Pride and Prejudice and Zombies features the original text of Jane Austen's beloved novel with all-new scenes of bone-crunching zombie action. As our story opens, a mysterious plague has fallen upon the quiet English village of Meryton—and the dead are returning to life! Feisty heroine Elizabeth Bennet is determined to wipe out the zombie menace, but she's soon distracted by the arrival of the haughty and arrogant Mr. Darcy. What ensues is a delightful comedy of manners with plenty of civilized sparring between the two young lovers—and even more violent sparring on the blood-soaked battlefield as Elizabeth wages war against hordes of flesh-eating undead. Complete with 20 illustrations in the style of C. E. Brock (the original illustrator of Pride and Prejudice), this insanely funny expanded edition will introduce Jane Austen's classic novel to new legions of fans.This reminds me that there was a glaring deficiency in my undergraduate education; namely, not enough about zombies. Not just in English literature, but throughout the whole Western canon. For example:
- The Republic and Zombies: Holed up in a safehouse during a zombie infestation of Athens, Socrates discusses with Glaucon and Adeimantus the nature of justice, the well-ordered soul, and the best-ruled society -- preferably one without the undead.
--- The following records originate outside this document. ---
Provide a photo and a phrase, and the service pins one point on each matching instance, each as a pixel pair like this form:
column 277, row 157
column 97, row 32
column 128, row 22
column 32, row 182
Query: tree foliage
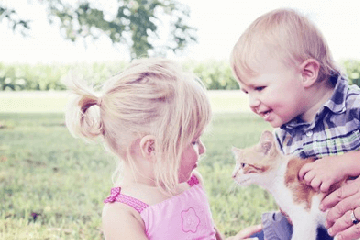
column 137, row 23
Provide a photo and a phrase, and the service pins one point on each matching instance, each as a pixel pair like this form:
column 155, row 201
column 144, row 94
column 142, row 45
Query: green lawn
column 52, row 186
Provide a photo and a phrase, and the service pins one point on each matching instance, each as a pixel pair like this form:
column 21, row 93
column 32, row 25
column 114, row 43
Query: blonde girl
column 151, row 117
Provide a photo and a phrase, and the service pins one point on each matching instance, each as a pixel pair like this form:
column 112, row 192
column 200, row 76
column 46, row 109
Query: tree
column 136, row 23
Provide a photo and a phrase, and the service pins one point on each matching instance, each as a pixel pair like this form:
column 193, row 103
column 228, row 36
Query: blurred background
column 51, row 185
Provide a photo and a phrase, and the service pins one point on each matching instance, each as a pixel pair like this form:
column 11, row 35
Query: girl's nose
column 202, row 148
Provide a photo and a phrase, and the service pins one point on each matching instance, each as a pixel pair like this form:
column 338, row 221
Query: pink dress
column 182, row 217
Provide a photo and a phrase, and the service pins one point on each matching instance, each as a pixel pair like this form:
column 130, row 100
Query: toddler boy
column 283, row 63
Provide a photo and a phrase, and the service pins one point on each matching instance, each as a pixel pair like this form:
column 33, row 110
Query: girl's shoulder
column 117, row 216
column 199, row 177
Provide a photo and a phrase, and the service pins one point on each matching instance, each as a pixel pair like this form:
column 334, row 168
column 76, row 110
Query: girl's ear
column 310, row 71
column 147, row 146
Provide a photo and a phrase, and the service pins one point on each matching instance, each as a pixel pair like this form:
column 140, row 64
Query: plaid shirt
column 334, row 131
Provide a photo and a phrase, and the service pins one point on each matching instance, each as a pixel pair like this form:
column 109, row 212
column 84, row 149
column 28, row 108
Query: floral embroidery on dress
column 190, row 221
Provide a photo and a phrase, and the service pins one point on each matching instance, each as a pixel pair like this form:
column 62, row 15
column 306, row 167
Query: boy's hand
column 322, row 173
Things get off to a rocky start, however, when Thrasymachus attacks old Cephalus and starts eating his brains.
- On the Nature of Things and Zombies: Lucretius' epic work on the atomistic philosophy of the Epicureans sweetens the bitter pill of living in a world without gods -- but with zombies -- with the honey of poetry. By breaking the bonds of religion, and by building up adequate fortifications against the zombie hordes, one can live a life of pleasure and understanding. Fun fact: the "swerve" of the atoms that enables us to have free will? It also reanimates the dead. Reality's a bitch.
- Aristotle's On Zombies: This newly-discovered treatise shows the Philosopher trying to pin down the precise nature of this undead creature. How can something be dead and still have a source within itself of motion and rest? There must be a separate quality, a being-at-work-staying-itself-hungering-for-brains, that enables the zombie to operate. Sadly, the part where Aristotle discusses the best way to defend against zombies remains lost.
- The Iliad and Zombies: Basically, every place where Homer kills off a soldier, replace "darkness covered his eyes" with "darkness covered his eyes -- and then he sprang up, bared his teeth, and pounced on an unsuspecting Achaean." It scans better in the original Greek.